Pros and Cons of Having Children Specialize in One Sport

In this age of social media, it seems like just about everything is measured in terms of what is trending and what is not. One of the growing trends among parents of young children – sometimes as young as 10 or 11 – is steering the child toward one specific sport. This is being done to the point that these young athletes are considered “specialized” in the sport they choose, or is chosen for them by their parents.

Is this a trend that could fit your child? Is it better for children to be involved in multiple sports as they’re growing up? These are questions more and more parents and child specialists are asking. Should you find yourself wondering what would be best for your own child, here’s a few of the pros and cons of having a child who plays only one sport.


When comparing both sides of this issue, the “cons” side seems to come up with more research behind it than the “pros” side does. That being said, there are a few benefits that are supported by research.

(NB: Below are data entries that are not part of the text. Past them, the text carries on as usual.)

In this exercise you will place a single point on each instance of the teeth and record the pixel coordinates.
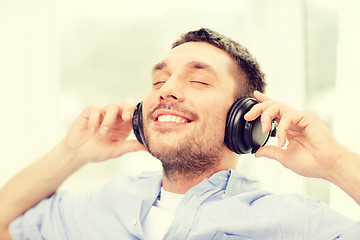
(171, 118)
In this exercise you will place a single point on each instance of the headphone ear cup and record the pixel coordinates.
(242, 136)
(137, 123)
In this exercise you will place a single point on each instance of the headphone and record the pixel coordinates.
(241, 136)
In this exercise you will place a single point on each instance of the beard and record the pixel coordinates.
(196, 152)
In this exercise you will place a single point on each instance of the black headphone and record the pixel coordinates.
(241, 136)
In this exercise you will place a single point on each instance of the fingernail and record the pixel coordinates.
(127, 116)
(104, 131)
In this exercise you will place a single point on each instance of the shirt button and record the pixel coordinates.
(179, 228)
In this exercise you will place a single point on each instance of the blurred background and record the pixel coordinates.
(56, 57)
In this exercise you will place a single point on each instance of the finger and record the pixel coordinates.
(128, 108)
(261, 97)
(112, 112)
(94, 114)
(268, 115)
(256, 111)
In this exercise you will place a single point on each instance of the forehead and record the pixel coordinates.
(219, 60)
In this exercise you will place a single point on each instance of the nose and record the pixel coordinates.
(172, 89)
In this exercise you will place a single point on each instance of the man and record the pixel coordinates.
(198, 196)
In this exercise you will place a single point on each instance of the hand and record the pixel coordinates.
(312, 151)
(99, 134)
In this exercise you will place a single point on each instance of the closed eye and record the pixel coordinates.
(200, 82)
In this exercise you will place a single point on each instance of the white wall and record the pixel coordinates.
(29, 83)
(346, 107)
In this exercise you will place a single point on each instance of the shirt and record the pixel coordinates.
(225, 206)
(161, 215)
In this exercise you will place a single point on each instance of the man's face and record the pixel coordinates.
(185, 112)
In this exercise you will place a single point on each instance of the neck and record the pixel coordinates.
(180, 182)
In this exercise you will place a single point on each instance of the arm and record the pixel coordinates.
(312, 151)
(96, 135)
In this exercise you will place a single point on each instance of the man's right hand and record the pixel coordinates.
(99, 134)
(96, 135)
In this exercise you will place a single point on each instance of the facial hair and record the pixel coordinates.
(197, 152)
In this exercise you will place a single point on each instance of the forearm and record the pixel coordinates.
(346, 174)
(36, 182)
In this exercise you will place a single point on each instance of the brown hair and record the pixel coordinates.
(245, 62)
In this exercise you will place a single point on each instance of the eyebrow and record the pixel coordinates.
(191, 65)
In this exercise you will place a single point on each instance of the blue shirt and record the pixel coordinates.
(225, 206)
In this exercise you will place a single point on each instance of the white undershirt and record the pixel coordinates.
(161, 215)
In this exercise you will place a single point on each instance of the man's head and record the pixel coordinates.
(248, 72)
(184, 114)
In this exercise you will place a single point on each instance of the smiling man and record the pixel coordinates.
(198, 195)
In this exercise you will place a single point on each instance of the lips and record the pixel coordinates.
(171, 118)
(166, 117)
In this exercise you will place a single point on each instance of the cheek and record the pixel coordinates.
(149, 103)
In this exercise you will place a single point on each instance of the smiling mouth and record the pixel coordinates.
(167, 118)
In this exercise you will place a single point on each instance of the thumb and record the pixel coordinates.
(130, 146)
(270, 151)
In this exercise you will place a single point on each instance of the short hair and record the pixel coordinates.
(245, 62)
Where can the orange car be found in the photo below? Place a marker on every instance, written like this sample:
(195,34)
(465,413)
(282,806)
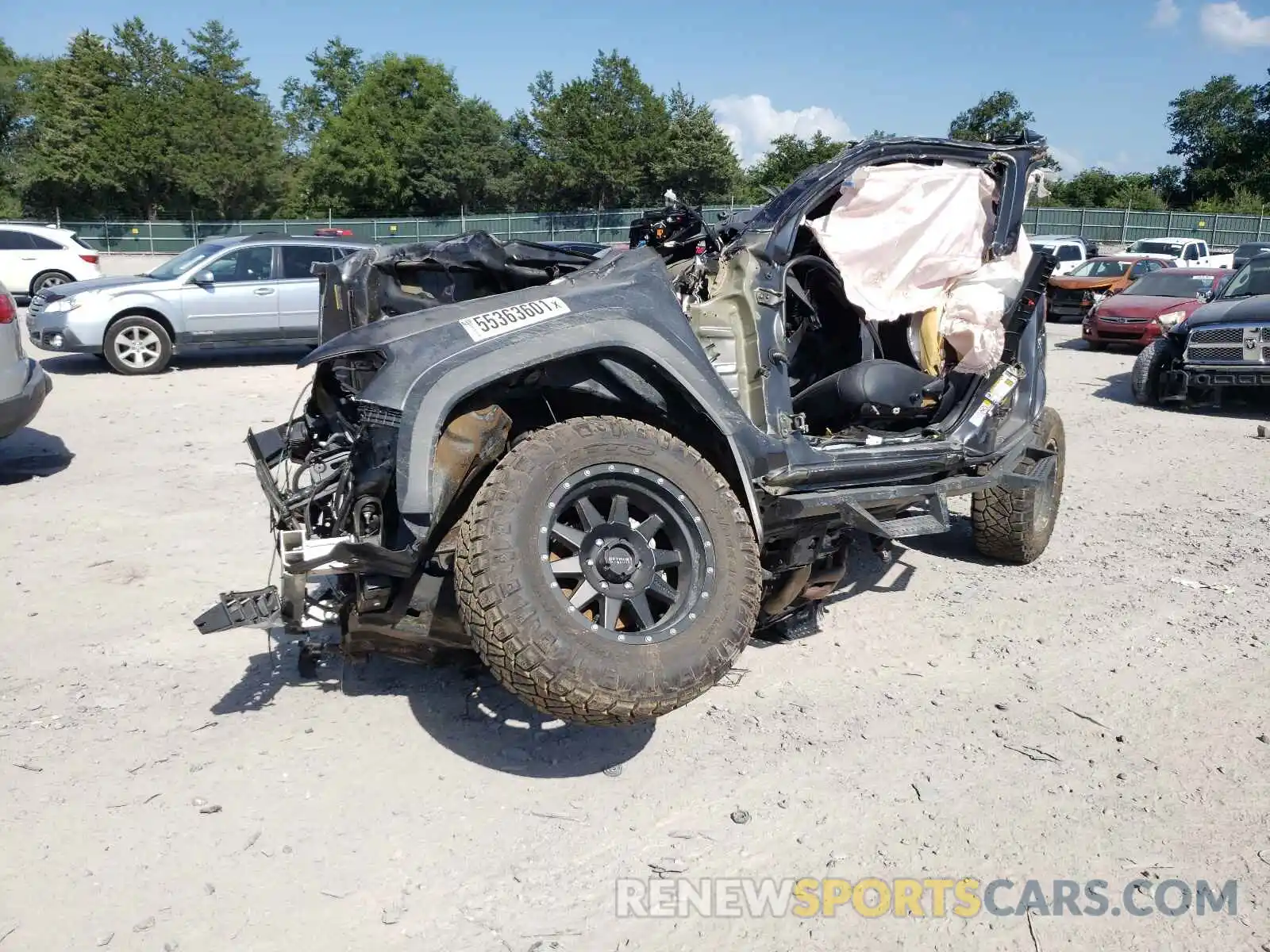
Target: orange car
(1073,295)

The strongest support in favor of specialization is found in support of women’s gymnastics and women’s figure skating. These sports are two of the very few in which peak performance generally occurs in adolescence or early adulthood. If a young athlete’s only goal is to improve his or her performance in one particular sport, then early specialization may give the athlete, and his or her coach, a better chance of success in the child’s age group.

Specialization may offer a young athlete short-term psychological or emotional rewards as well as access to a higher level of coaching and competition. The youth sports of today are frequently measured as successful through the selection to teams that participate in elite competitions that require travel. These early successes in sports may foster an increased self-esteem that motivates the athlete to continue in the sport.


For the majority of young athletes, early specialization has negative consequences that can manifest over time.

Studies have shown that early specialization can increase social isolation in a child who is spending the amount of time training that most high-level competitions require. This can interfere with a child’s healthy socialization among peers. The specialization of the training itself can also hinder, rather than help, overall skills development by limiting a child’s development of a wider range of motor skills.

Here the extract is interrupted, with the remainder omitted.